Coffee cooperatives have urged the government to focus on supporting farmers through their respective cooperative societies or unions to increase coffee production in the country.
They argue that focus should be primarily on ensuring farmers have access to subsidized fertilizer, other farm inputs including chemicals and quality seedlings noting that this will put Kenya in the global map as one of the giant coffee producers.
Their sentiments come at a time when the cooperative societies are at loggerheads with the government over plans to pay coffee proceeds directly to the farmers under the Direct Settlement System (DSS) scheme.

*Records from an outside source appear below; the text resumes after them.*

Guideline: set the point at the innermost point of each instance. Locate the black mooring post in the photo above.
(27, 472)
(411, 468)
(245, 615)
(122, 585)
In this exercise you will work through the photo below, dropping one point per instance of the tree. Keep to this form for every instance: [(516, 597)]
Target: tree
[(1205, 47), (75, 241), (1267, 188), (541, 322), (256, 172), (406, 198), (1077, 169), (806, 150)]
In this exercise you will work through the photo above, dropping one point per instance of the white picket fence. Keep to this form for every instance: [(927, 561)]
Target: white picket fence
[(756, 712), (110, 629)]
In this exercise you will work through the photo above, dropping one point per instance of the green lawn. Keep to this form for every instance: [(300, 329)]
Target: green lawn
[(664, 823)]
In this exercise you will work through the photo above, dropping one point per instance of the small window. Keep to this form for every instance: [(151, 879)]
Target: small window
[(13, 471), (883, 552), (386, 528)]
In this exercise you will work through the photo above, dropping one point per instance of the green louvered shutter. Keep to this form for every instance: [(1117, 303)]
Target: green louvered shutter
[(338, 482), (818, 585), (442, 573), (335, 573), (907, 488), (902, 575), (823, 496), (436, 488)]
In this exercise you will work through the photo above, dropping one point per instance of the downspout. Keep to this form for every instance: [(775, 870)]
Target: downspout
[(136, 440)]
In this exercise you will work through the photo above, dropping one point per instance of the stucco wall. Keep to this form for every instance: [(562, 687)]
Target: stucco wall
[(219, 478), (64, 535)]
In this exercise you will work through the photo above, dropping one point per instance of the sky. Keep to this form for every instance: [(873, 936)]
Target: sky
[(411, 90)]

The Nairobi Coffee Exchange (NCE) proposes a regulatory change that would strip farmers and their cooperative societies of the ability to manage dollar proceeds directly. Under the proposal, export earnings from coffee—currently transacted in US Dollars—would be converted to Kenya Shillings, with payments disbursed via M-Pesa or through a centralized banking platform under the DSS.
Currently, cooperatives receive dollar proceeds into aggregator accounts and negotiate competitive exchange rates, ensuring better value for their members. This proposed change would disrupt this model entirely.
In August 2023, the government introduced the DSS that is run through the Co-operative Bank. The Co-operatives Ministry followed this with a directive in November saying that the system will take effect this year.
The co-operative societies however argue that by-passing them will render them insignificant and ultimately kill them noting that they play an imperative role in collecting and marketing farmers’ coffee.
They aver that adequate and inclusive public participation must be undertaken before implementing any system of direct payment to farmers. Farmers, cooperatives, and other stakeholders must be consulted to ensure that the system reflects the interests and concerns of all parties.
The cooperatives under the Murang’a Farmers Cooperative Union led by Chairman Francis Ngone in a meeting on Tuesday reiterated that cooperatives remain the conduits between the farmer and the state should use the co-operative movement to raise coffee production.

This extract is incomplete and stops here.